The gag order farce
Judges should make sure to lift gag orders before they become so useless that it's embarrassing.
The case of the “famous singer” and the underage girls, which included suspicions of pimping, statutory rape and drug-pushing, will continue to be a focus of public attention, especially given the alleged involvement of singer Eyal Golan. But the case once again highlighted the problematic use of gag orders. These orders are routinely issued at the police’s request, both to prevent the disruption of the investigation and the coordination of testimony via messages sent through the media, and to protect the dignity and privacy of people who have not yet been detained for questioning.
In the current case, the gag order became a farce, because even as the media were forbidden to publish Golan’s name and compelled to refer to him merely as a “famous singer,” information about the suspect’s identity was flowing freely on social media networks. Within a few hours after this case was first reported, it was hard to find anyone with an Internet connection who didn’t know who stood at its center.
This isn’t the first time a gag order has become a source of embarrassment. In the case of the murders at the Barnoar gay youth center, police agreed to lift the gag order and give the media details about the suspects and the investigation, only to discover a few hours later that at the defense’s request, the judge had renewed the order – after the details had already been broadcast.
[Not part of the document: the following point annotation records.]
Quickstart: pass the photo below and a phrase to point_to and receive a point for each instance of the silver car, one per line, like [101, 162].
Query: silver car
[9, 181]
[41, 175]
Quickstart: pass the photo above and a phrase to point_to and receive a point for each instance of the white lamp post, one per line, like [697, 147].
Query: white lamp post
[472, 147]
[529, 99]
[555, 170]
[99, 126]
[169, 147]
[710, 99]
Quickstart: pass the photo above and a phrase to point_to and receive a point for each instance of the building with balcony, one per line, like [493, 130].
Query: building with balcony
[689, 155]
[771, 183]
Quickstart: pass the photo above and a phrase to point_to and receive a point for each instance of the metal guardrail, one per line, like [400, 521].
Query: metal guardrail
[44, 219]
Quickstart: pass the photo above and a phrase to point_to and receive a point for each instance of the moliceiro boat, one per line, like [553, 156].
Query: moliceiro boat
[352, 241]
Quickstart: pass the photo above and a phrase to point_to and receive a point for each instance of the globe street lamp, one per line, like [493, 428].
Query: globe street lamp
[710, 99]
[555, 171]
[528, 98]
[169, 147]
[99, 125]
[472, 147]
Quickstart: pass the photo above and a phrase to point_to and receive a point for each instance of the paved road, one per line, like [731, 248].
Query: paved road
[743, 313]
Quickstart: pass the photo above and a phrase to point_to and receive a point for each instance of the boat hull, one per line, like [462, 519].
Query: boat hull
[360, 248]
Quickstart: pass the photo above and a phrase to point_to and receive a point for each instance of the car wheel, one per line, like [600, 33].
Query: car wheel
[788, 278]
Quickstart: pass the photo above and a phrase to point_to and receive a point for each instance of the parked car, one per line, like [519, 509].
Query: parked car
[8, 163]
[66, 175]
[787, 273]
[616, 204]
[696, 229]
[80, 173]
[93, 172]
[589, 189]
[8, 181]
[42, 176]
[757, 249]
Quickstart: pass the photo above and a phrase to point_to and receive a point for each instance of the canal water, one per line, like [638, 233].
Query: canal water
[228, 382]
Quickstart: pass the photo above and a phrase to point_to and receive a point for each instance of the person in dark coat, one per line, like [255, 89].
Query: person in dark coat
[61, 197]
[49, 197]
The technological and social changes of the last few years necessitate a change in the way gag orders are used, even when they are just and necessary from both a moral and a professional standpoint. In the modern age, in which newspapers, radio and television stations and even Internet news sites aren’t the only sources of information, and in which Facebook and Twitter turn every media consumer into a news producer, the police and the courts have no ability to disseminate gag orders to the entire public, and certainly no ability to enforce them.
The judges must therefore reexamine these orders more frequently – especially in cases with a high potential to ignite the public’s interest. They should consider whether to renew these orders on a daily basis, in light of circumstances and developments. Such a step would prevent this social and legal tool from becoming devoid of all meaning.